The Big Cloud Hanging Over Walmart's Improving Sales? Soft E-commerce Growth
The retailer risks falling further behind Amazon
Walmart’s WMT 1.12% sales and shopper traffic might be on the upswing again, but the retailer’s quarterly report on Tuesday put into relief a potential Achilles’ heel: e-commerce is not contributing enough to its turnaround.
The retailer announced that its U.S. comparable sales rose 1.5% last quarter, the fifth quarter in a row of growth. And Walmart saw an even bigger jump in the number of shoppers coming into its stores. But global e-commerce, the bulk of which is in the U.S., grew by only 10%, a much smaller rate than in any preceding quarter this fiscal year. And, perhaps of greatest concern, that clip is well below Amazon.com’s AMZN 1.47% 23% growth last quarter. (Amazon has project growth of as much as 25% in the current holiday season quarter.)

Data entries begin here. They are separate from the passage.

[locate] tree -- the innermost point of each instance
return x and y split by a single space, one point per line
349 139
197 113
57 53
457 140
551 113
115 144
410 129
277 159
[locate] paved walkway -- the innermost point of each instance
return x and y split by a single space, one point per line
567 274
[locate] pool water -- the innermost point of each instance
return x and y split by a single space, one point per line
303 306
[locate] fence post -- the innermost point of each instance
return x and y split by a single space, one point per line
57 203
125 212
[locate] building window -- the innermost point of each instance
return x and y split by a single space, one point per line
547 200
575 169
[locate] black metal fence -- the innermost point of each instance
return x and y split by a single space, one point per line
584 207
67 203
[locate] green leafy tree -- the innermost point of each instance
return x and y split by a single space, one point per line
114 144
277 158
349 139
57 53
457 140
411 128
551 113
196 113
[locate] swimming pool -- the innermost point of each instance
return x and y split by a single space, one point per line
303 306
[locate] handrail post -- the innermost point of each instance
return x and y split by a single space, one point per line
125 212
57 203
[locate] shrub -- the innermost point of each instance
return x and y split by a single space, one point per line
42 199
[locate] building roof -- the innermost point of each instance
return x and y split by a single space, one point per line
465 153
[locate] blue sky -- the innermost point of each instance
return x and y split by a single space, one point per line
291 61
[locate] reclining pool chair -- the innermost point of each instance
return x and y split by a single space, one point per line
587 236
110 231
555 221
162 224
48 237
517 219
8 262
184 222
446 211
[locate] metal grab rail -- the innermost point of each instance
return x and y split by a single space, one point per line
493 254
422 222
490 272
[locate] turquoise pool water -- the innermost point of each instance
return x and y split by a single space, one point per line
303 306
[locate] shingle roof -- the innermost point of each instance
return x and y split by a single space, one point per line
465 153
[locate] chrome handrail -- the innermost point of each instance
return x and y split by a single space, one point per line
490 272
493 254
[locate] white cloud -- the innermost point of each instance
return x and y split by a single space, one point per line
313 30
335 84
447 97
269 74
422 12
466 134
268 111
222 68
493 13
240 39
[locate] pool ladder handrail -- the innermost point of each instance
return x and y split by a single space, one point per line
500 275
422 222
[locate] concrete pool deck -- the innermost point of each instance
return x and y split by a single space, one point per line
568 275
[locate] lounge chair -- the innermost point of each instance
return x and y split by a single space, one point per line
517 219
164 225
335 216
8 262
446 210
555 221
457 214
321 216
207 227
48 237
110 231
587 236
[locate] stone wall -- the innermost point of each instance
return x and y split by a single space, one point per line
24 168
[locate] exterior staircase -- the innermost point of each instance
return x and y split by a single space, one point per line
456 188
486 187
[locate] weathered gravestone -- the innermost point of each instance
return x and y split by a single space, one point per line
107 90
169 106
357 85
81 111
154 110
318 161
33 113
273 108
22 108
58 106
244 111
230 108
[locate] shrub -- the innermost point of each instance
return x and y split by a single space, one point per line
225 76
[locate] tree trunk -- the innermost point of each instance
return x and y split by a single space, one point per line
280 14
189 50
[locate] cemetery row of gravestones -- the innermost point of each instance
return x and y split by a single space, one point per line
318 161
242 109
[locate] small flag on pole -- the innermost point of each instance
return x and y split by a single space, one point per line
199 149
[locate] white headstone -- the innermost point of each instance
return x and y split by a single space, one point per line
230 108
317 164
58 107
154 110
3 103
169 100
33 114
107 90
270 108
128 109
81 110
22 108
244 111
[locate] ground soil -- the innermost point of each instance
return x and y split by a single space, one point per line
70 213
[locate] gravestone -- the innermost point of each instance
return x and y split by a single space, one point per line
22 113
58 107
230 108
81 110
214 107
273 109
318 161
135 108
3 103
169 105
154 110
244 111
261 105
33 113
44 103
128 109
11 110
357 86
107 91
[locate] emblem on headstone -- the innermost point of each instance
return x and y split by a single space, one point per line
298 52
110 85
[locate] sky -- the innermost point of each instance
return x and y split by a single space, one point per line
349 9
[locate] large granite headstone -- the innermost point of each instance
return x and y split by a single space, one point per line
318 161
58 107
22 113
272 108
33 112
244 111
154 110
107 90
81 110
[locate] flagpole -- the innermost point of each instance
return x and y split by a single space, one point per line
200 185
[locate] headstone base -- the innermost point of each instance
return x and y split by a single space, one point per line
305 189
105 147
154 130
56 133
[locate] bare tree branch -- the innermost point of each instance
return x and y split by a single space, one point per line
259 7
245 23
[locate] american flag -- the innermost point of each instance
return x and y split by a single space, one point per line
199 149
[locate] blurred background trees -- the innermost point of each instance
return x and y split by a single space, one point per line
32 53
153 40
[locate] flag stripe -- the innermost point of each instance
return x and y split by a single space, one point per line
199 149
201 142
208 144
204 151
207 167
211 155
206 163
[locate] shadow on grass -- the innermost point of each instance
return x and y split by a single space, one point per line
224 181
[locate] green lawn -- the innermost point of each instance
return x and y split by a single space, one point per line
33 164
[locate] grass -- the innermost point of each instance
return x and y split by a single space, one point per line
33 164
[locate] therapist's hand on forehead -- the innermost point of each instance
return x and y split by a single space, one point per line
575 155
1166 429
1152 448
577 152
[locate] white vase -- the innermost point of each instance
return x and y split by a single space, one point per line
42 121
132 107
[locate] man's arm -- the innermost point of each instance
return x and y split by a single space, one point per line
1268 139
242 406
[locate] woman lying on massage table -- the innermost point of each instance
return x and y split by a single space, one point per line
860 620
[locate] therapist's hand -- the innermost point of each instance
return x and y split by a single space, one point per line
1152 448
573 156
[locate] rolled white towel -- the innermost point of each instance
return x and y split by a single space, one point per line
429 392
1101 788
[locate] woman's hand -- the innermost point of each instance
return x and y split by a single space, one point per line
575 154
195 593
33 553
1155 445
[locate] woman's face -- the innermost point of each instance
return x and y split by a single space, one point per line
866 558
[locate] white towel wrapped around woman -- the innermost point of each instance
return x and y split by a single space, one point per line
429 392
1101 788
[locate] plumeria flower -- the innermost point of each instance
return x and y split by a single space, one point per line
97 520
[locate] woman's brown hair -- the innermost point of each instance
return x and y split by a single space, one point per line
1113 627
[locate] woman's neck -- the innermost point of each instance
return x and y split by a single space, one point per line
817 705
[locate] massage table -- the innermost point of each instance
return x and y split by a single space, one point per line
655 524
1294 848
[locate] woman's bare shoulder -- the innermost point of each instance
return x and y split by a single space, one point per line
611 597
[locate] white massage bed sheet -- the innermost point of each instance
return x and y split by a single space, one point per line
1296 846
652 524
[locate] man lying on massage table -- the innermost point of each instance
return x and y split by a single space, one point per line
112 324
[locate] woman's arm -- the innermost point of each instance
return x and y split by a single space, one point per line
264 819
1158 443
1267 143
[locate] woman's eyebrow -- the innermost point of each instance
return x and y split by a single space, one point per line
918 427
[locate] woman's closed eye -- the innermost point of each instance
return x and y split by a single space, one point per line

Walmart executives said e-commerce accounted for 0.15% of its sales growth for the quarter, below the 0.3% contribution of a year earlier. All the while, the retail giant spent billions to build up its e-commerce firepower.
“E-commerce sales and traffic were softer than we would like,” Wal-Mart Stores CEO Doug McMillon conceded in a pre-recorded conference call.
Last month, Wal-Mart shares suffered a big sell-off after executives made investors nervous with forecasts of much lower profit next year on account of its big investments in e-commerce and the raises it gave its workers.
It’s clear those investments are helping Walmart make progress in the e-commerce wars: in the third quarter, Walmart sped up the rollout of its free pickup service for online groceryorders, bringing the number of stores offering that service to 140 in 25 different markets. It introduced a mobile check-in service that allows shoppers to alert store workers when they are ready to come pick up an online order. And it also introduced a wish list on its app ahead of the Christmas period.
McMillon has said repeatedly that Walmart’s 4,500 U.S. stores give the retailer a network of distribution points that purely online stores (read, Amazon) could only dream of. Indeed, McMillon on Tuesday said that shoppers who order groceries online and pick them up in stores spend 50% more money than those who make purchases in-store. What’s more, Walmart added to its firepower recently by opening a new 1-million square foot facility in Atlanta, its fifth such fulfillment center to handle online orders. Walmart stores are also largely equipped to handle in-store pickup of online orders.
But if Walmart is to dominate e-commerce as it dominates brick-and-mortar retail—according to eMarketer, Walmart’s e-commerce sales in the last month were $13.2 billion, versus $71.8 billion for Amazon—it needs to do much better than 10% quarterly growth.